I am trying to inspire a sense of childlike wonder in my reader with my poems and sketches. I try to do this in three ways: by depicting supernatural events, by invoking a very personal and confessional tone, and by illustrating the natural world as a place of secrets and magic. When I was younger, I ardently believed in faeries and magic, likely as a coping mechanism to escape my abusive home life. I would go looking for hidden worlds in nature to escape into, and fantasize crossing over into some mythical realm and leaving my own reality behind.
The assignment for the Russian OCS program was to write seven blog posts. I decided to do my own take on the assignment because I knew accurately and cohesively documenting the real events and experiences of this trip would be extremely hard for me. My classmates have done an amazing job creating a log of important events and moments on this trip. I know if I tried to do the same I would slip into lying, leaving important details out, or getting completely lost in my writing.
So I chose to do a “blog” of poems and sketches. For me, poetry has always been a comfortable medium to document important events in my life while being able to embellish the narrative, stretch the truth, and pull the setting away from the “real” world and closer to a fantastical one. My sketches are also not very representative. On my blog you’ll find a girl with blue skin, pink water and a purple midday sky. I wanted to include them because I felt strongly about having a visual medium on my blog that attempted the same goals as my poetry. Most people look at art much more than they read poetry, and as someone with dyslexia I know it can be hard to read anything at all, let alone artistic writing. Therefore I wanted to include sketches on my blog along with the poetry to try to present the same message from my poems in a different way that might be more understandable, comfortable, or accessible for readers.
Where did my poems and sketches come from?
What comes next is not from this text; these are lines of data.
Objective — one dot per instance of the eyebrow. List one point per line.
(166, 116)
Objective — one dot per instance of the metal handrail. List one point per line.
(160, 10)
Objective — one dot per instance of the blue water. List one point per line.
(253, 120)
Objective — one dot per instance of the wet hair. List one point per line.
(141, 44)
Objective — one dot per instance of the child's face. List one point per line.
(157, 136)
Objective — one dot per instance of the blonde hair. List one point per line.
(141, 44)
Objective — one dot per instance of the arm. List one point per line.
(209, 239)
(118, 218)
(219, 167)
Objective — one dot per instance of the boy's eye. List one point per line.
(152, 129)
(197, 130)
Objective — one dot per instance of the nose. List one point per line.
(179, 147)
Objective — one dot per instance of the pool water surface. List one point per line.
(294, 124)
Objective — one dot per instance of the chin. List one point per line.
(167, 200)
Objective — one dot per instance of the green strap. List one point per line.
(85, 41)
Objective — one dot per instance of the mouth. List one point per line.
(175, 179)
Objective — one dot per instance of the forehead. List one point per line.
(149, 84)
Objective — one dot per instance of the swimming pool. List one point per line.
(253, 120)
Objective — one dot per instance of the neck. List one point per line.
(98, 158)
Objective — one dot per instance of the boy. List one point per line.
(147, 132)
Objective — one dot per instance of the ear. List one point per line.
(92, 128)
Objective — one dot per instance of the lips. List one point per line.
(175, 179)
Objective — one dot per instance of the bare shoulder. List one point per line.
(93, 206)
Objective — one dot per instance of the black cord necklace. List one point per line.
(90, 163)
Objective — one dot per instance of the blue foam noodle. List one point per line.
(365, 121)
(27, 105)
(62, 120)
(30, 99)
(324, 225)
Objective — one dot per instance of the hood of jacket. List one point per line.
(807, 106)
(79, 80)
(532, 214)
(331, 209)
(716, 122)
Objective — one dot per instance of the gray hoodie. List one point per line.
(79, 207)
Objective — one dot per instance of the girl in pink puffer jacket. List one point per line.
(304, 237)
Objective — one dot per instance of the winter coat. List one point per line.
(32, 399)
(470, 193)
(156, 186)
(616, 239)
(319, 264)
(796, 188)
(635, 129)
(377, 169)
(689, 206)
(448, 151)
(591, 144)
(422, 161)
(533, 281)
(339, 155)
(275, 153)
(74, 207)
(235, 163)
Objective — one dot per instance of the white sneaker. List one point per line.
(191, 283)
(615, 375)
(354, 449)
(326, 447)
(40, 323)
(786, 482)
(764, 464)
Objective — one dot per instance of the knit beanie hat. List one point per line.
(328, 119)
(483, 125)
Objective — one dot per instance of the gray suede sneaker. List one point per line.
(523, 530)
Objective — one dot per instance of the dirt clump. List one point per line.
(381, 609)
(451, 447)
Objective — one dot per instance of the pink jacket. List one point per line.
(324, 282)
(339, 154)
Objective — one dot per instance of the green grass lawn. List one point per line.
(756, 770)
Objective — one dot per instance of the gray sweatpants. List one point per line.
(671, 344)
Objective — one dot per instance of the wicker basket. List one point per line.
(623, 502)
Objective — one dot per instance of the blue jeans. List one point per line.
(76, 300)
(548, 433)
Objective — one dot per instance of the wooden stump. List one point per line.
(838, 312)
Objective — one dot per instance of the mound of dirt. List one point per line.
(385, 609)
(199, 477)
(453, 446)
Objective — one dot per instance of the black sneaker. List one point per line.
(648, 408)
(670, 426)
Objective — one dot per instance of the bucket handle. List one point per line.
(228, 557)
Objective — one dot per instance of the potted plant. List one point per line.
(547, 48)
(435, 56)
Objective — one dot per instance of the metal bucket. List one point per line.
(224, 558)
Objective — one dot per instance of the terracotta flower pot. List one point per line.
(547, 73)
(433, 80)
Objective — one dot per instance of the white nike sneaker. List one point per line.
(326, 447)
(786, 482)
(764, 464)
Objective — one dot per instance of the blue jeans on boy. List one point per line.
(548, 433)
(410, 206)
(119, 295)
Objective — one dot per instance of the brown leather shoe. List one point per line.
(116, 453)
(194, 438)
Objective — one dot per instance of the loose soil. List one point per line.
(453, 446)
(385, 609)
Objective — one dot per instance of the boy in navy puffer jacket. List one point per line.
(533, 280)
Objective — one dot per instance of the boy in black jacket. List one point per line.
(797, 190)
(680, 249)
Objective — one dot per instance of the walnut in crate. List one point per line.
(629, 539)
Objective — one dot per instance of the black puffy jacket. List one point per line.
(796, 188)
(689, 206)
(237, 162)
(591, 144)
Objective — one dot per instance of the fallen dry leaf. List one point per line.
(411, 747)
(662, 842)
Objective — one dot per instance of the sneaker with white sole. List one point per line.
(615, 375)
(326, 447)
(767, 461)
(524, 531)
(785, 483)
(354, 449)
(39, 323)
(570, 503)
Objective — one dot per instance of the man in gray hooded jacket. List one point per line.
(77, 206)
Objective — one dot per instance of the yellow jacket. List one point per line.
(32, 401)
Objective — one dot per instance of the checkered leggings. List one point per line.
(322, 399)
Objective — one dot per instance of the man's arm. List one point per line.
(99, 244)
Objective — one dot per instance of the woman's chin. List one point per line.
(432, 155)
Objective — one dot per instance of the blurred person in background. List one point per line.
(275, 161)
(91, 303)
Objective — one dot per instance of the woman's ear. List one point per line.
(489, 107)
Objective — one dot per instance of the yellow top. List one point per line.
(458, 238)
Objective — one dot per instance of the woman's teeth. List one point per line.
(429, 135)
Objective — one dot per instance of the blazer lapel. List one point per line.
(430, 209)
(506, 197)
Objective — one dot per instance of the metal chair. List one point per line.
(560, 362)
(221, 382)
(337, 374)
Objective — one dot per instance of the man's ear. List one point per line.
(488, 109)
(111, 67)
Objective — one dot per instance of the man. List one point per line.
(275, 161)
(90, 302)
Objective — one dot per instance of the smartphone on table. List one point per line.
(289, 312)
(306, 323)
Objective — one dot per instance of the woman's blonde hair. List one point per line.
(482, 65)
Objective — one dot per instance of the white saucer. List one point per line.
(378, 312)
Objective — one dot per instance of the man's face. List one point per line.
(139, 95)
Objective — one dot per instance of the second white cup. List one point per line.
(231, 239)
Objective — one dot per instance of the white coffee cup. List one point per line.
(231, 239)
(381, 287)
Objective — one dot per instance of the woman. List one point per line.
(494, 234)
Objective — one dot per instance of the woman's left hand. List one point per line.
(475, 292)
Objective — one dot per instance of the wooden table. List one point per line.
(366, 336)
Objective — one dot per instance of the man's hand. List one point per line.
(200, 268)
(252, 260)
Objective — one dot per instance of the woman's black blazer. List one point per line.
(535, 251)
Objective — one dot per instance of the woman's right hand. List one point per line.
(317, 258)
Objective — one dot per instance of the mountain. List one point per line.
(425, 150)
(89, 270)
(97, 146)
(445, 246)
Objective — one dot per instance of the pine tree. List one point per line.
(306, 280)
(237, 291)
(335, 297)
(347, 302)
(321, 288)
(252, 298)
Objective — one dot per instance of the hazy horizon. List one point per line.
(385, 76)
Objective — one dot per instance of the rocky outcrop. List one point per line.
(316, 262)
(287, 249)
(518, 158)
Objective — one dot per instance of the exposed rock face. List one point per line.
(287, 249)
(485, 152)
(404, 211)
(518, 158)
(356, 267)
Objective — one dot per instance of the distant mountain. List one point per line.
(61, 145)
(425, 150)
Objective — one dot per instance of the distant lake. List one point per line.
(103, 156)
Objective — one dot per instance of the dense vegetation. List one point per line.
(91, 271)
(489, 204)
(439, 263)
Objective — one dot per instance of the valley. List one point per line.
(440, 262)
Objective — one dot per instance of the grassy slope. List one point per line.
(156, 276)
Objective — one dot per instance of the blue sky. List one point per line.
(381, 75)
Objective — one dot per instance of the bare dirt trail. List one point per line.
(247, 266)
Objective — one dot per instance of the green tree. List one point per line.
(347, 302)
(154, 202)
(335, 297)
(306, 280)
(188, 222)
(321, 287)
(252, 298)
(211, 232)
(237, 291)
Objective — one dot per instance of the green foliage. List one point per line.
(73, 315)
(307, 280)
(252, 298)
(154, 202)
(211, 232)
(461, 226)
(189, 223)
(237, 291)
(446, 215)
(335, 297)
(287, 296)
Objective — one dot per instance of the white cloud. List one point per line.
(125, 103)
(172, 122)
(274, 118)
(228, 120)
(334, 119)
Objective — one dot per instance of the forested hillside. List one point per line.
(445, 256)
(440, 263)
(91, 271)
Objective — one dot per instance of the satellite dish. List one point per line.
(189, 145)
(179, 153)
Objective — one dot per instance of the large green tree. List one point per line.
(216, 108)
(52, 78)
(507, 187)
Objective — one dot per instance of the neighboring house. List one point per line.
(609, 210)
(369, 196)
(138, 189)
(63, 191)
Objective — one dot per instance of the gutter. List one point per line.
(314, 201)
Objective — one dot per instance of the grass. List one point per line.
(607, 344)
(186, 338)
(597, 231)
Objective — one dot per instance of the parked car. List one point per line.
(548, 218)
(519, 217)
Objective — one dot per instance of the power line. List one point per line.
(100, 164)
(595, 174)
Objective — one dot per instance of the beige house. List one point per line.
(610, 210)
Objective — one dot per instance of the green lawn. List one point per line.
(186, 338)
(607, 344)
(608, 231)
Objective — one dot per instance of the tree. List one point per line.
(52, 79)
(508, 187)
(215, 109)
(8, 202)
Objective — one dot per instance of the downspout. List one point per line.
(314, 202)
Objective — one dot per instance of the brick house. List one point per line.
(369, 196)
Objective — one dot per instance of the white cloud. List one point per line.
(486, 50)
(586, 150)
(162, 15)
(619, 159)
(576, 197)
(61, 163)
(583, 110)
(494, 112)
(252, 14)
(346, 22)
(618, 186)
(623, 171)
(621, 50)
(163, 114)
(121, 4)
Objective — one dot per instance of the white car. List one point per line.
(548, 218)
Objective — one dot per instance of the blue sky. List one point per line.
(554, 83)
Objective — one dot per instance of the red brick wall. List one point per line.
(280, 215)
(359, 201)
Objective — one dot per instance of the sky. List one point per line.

The sources are as varied as stepping into wet sand and ruining my shoes at Lake Baikal, the history of prostitutes in St. Petersburg, or my classmate Nick’s passion for bird-watching. The majority of my poems and sketches were created in the moment while I was viewing each subject.
In Buryatia, the phrase “absolutely no one bothers you” repeated over and over in my head as we were driving through a vast dry landscape. I contradicted that statement later in the poem with the sand “bothering” me in my attempt to paint a complex portrait of my trip to Buryatia. In St. Petersburg I wrote down “canal girls” when I saw the area of the city where Sonia, a virtuous prostitute character from Dostoyevsky’s Crime and Punishment, lived. I wanted to compare St. Petersburg prostitutes to the mist from public fountains that purify the city’s air. Because of my afore-mentioned dyslexia, I don’t read much poetry but I am almost constantly listening to music, especially folk music, spoken-word inspired rap, and alternative. I try to pay close attention to the consonant sounds, rhythm, rhyme of my poems. Listening to music strongly influenced me in Siberia when wrote “My girl, the bird”; I imagined that it could be something little kids could chant while jumping rope. I also imagined that someone might secretly act out the instructions in the poem to see if it worked.
In terms of my sketches, “a little boat” and “women of moscow” series (i; ii; iii) were both created “en plein aire”, meaning in the moment I was viewing the subjects. I wanted my image of the boat to be barely representational, sunstruck and filled with light to express the image as seen through the eyes of many weary but wonder-filled travelers in foreign lands. I was especially drawn to the Russian flag (visible in the upper-right corner of the composition) that grounded the boat geopolitically in what would otherwise have been an ephemeral space. With the “women of moscow” I was not concerned with creating perfectly accurate female portraits; instead, I wanted to express the qualities of my subjects that stood out to me through color association– red for strength, blue for innocence, and purple for mystery and secrecy.
Overall I hoped I could bring readers “through the looking glass” into a world that is partly Moscow, St. Petersburg, and Siberia, and partly a magical dreamland. I captured my experiences on the OCS program in the ways I know best, and I want to thank everyone who read this blog.